Weathering A Storm

man old church

Our area is facing a major hurricane in a few days. Stores are sold out of bottled water, bread, and canned goods.

Yet, as my daughter pointed out, there was plenty of dry shampoo.

People who would normally survive on coffee and Coca-Cola are buying enough bottled water to feed a small church plant, but they are not buying dry shampoo.

So, our only assumption is that they are using all that bottled water to wash their hair.

I’ve seen churches put their church management software to good use during times like these.

If you’re tracking gifts, talents, or abilities, and you have customized your options as needed, you could potentially run a report on all people who have the ability to board windows or use chainsaws.

I’ve seen churches use their forms feature to give people a way to communicate needs. I’ve seen them use their needs feature to organize help.

Today, though, I want to talk about what we should expect from the local church during this time.

If you’re a church member, or even if you haven’t been to church in  years, you may have expectations of the church.

They should be a shelter.

They should provide food.

They should provide water.

That’s not the role of the church.

The role of the church is to connect you to Jesus.

While, many churches have great facilities to shelter people, there are just as many with no kitchens, no showers, and facilities that would make sheltering less than ideal.

What churches should do is offer prayer.
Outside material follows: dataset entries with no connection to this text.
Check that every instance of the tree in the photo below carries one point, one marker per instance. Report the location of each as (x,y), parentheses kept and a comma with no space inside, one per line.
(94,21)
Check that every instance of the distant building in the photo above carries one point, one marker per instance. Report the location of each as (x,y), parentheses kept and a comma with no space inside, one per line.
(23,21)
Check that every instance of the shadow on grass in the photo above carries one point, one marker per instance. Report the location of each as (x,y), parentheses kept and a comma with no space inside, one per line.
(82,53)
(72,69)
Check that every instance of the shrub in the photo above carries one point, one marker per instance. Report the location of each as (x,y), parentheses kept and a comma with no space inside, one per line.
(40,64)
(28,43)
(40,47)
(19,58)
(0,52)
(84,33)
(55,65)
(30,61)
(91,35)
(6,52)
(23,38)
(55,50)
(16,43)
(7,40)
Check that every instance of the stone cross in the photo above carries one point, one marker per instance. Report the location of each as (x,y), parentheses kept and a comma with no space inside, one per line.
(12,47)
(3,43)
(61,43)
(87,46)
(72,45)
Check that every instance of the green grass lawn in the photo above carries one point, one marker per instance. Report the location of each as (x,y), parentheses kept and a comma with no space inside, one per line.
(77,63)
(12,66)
They should offer to tell you about a God who will sustain you. And, if able, directions to the nearest official county shelters.

County officials are paid to monitor weather and road conditions.
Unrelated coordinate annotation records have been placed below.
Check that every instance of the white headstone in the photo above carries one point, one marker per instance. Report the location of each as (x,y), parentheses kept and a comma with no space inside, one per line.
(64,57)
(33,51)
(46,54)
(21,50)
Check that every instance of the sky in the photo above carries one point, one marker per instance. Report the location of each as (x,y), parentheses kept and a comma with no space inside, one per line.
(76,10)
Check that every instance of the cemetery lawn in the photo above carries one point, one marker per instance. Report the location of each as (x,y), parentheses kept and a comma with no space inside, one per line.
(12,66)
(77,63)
Hospital employees get paid to treat your medical conditions.

Church employees get paid to help you know Jesus – and make sure there’s soap and toilet paper in the bathrooms. But mostly to help you know Jesus.

Churches should use their social media channels to provide ways for you to connect with Jesus and provide quick links to official news sources.

I have a friend who works for our city government. I’ve been told that their priorities for power restoration are official shelters, hospitals, and police and fire stations. Churches aren’t on that list.

It’s important to realize that church employees also have homes (despite popular belief, we don’t live at the church), and that they may not have power or ability to communicate.

But it’s also important to realize that church employees are probably losing sleep. Because it’s more than a job – it’s a calling. A calling to serve and love people.

Your local church may look different during a disaster. Church leaders may not be able to navigate flooded roads. Downed power lines may make it impossible to print a bulletin or follow normal communication channels. A few years ago, a hurricane hit our region and several churches were closed the following Sunday morning. The churches that were open operated with “skeleton crews” and limited resources, but it didn’t stop them from sharing The Gospel.

We’ll weather this storm. The effects won’t last forever.

God is steady and unchanging.

And the church will do what it takes to give you what you need. You need Jesus.